Now he girds for a lengthy discussion of mayonnaisal properties, squeeze bottle dispensal and federally protected trade secrets. Odds of any swift exit shriveling. He inhales loudly, stuffs his hands into his Dickies. A few more sweaty midafternoon sessions and they’d approach prime conditioning. They’d be good then.
“Is the food ready yet? Daddy?”
It was. A dozen bite-sized portions of white poultry meat, uniformly breaded and deep-fried and housed within layers of recyclable cardboard, packed in napkins and rubbery tubes of pink yogurt and catsup packets destined to be thrown straight away. All of it already bought and paid for, less than ten feet away. Sitting four, five minutes now.
“Too much dairy I can’t do, so…” “Sir, we can take it off.” “What, you mean like scrape it off the bun? or…” “Sorry, I mean we can take it off your order–”
“Daddy!” And tugging on his sleeve.
Hands back out of his pockets.

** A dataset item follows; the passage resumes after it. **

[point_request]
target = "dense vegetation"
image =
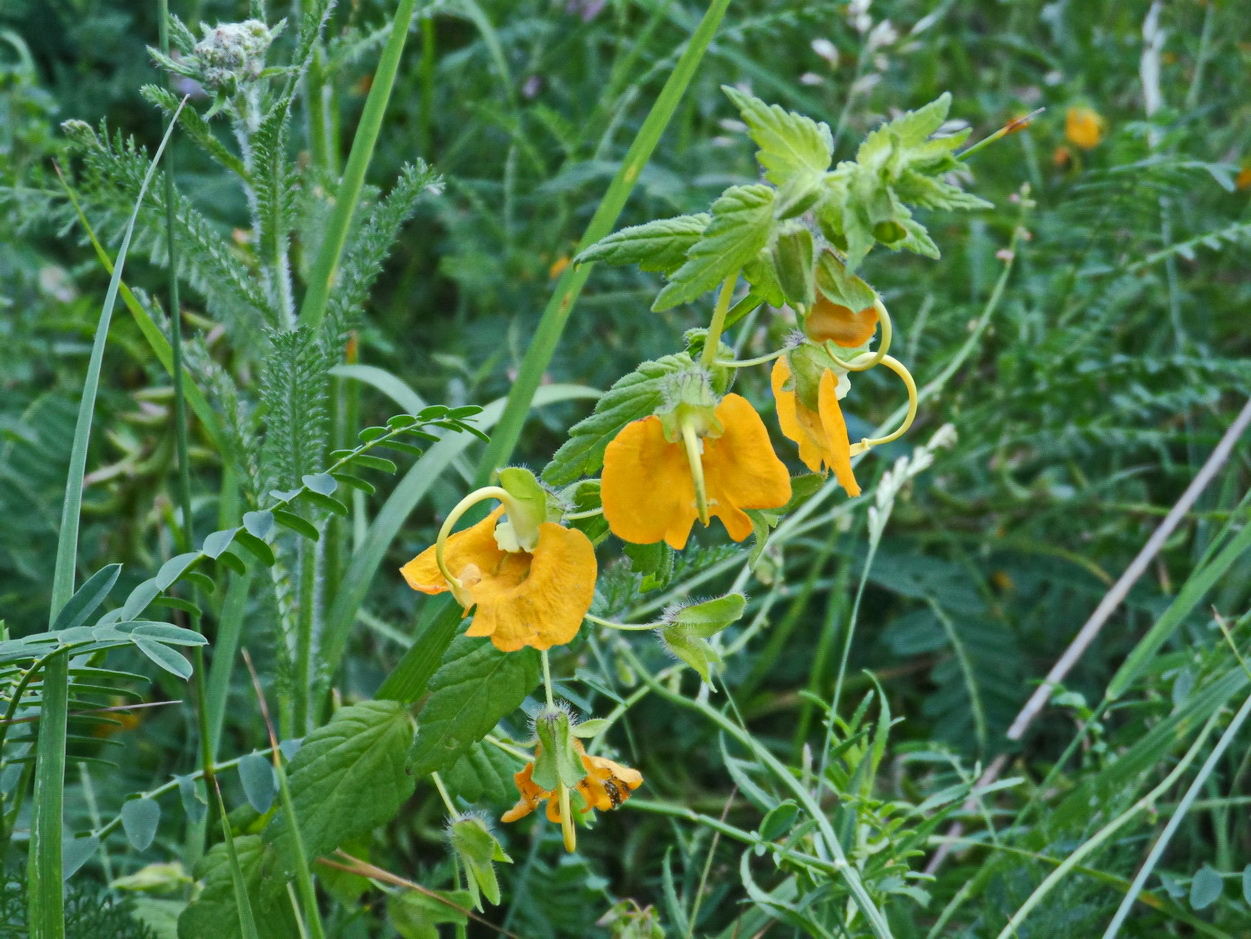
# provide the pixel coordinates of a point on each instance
(364, 283)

The chain-link fence bordering the old middle school ledges usually didn’t need to be climbed back then, since the padlock got set loose enough that you could pull the gate back part way and squeeze through. After a few afternoons of the custodian sidling up and sucking down a Newport before asking if they couldn’t move along, they stopped sweating the ‘No Trespassing’ sign. On the odd occasion the Crown Vics rolled by, not once did any officers climb out. They’d bleep the siren once or twice, and everybody moved on.

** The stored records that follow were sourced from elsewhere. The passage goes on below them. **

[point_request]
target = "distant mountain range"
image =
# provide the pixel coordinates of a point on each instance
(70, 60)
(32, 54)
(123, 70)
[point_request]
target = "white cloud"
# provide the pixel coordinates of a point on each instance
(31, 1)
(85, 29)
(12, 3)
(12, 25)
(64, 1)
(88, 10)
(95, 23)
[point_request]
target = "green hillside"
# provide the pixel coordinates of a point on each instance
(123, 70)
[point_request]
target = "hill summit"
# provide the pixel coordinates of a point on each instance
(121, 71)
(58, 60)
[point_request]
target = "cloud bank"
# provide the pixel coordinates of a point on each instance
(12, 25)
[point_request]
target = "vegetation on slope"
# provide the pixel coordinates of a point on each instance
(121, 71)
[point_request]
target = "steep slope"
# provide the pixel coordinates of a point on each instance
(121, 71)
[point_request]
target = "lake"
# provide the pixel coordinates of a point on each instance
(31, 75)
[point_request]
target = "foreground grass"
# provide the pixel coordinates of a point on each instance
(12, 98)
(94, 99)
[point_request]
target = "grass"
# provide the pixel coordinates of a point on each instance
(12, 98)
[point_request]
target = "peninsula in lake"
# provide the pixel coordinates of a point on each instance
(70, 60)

“Daddy — what are you doing?”
The grin he flashes her as he walked toward the counter’s end seems not to register, or do much to calm her increasingly horrified expression as he steps around and behind the polished steel barrier, crossing some fabled Rubicon separating server and guest. And no smile alone could convey all that this one probably needs to: don’t worry, this is no big deal, I worked at a place like this for a few months a long time ago, we’ve already paid, nobody will mind. You know how daddy rides his skateboard? Sometimes I used to ride it at schools and behind stores and other places like that and sometimes… well, no, probably too early yet to get into ignorance as a defense, or the ethics behind climbing fences, or asking forgiveness rather than permission, that one a slippery slope for sure…
“Daddy!”
“What?” He has them now, fingers curled into the brightly colored paper handles. “They’re right here—“
“Sir.”
The manager’s hand firmly guides him by the upper arm back toward his proper side of the counter, draws him up from his reverie of overcast Saturday afternoons, walking fast away from spots as police turned onto the street a block down, reminding each other not to look back at the squad car. His head slowly bobs in quiet acknowledgment as the manager, business owner, security guard, police officer strings together words and admonishments and hand-waving gesticulations to make that same point: No. And next to him, his daughter in shock, on the verge of tears even.
In his hand though, the cardboard and chicken meat, the tricks, grainy footage, the BSing and fresh sneakers and crackling empty water bottles. And as he buckles her in, somewhere hearing her plaintive questions about if and how they would tell mom, he grins again.